Speaking yesterday at the opening of a new housing development in Dublin, Mr O'Brien said: "Even in the bad old days of the 1970s and 1980s, public housing output made up 20-30 per cent of total housing output".
Now, "when the housing crisis is worse than ever before, the combined total of public and voluntary output represents less than 10 per cent of new housing completions each year," he said. This was all the more worrying when last year saw a record number of houses completed, he said.
The new Focus Ireland development at Basin Lane in the city centre provides apartment accommodation for 15 single people who were homeless.

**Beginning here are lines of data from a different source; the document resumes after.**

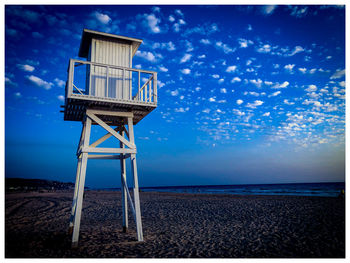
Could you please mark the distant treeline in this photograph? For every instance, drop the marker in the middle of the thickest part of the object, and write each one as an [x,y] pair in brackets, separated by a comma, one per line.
[21,184]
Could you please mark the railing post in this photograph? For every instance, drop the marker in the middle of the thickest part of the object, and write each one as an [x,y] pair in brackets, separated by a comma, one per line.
[138,92]
[107,75]
[155,87]
[70,77]
[123,85]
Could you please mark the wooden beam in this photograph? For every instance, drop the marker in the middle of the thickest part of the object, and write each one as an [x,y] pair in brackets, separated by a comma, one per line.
[107,150]
[111,113]
[103,156]
[110,130]
[102,139]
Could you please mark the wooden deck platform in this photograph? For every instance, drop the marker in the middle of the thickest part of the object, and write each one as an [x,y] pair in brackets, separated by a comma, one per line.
[77,104]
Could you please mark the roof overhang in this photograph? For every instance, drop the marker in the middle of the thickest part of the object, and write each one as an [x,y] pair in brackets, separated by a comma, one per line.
[89,34]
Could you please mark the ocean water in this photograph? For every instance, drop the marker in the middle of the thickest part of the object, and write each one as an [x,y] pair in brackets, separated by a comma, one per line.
[298,189]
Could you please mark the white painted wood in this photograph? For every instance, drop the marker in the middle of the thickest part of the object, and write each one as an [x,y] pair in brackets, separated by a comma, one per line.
[136,199]
[111,113]
[123,179]
[103,156]
[136,184]
[110,130]
[77,179]
[79,204]
[125,186]
[110,52]
[88,149]
[102,139]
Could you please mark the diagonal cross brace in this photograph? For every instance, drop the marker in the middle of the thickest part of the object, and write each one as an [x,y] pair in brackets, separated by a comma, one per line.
[110,130]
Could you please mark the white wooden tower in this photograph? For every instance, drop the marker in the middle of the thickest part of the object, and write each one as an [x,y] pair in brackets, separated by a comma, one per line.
[115,96]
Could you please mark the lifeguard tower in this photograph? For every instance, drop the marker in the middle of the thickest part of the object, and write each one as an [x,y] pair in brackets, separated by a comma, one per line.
[105,90]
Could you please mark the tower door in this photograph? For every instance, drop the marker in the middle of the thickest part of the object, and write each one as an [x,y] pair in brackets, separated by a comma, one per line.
[119,81]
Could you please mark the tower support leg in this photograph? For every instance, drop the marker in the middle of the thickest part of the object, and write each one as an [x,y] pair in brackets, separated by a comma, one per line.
[136,184]
[81,184]
[123,186]
[71,220]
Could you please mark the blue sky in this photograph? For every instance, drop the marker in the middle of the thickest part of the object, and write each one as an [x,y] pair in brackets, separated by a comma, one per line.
[246,94]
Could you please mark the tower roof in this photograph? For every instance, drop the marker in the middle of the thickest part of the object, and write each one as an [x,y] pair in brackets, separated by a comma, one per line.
[89,34]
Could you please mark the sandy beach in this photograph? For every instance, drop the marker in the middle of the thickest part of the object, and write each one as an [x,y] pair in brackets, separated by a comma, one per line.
[177,225]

The development was opened by the Minister of State for Housing and Urban Renewal, Mr Bobby Molloy.
In a statement, Focus Ireland pointed out that there was now a shortfall of at least 40,842 houses, with the real figure probably higher.
The organisation was also "highly concerned" by the introduction in the Budget of interest relief on borrowings for investment in properties to be used for private rented accommodation. This did nothing for people on low incomes who were seeking affordable accommodation, it said.
Sister Stanislaus Kennedy, president of Focus Ireland, spoke of the important role donations from the Sisters of Charity has played for the organisation.
"It is not fashionable to praise religious orders or congregations these days," she said, before explaining that the Sisters of Charity had provided the convent site at Basin Lane to provide apartments for homeless people.
They had also given Focus Ireland the convent on Stanhope Street in Dublin which has been used to house over 100 more people, as well as homes for young people on the North Circular Road, Stanhope Street, and have supplied over an acre of land at Harold's Cross for another proposed development.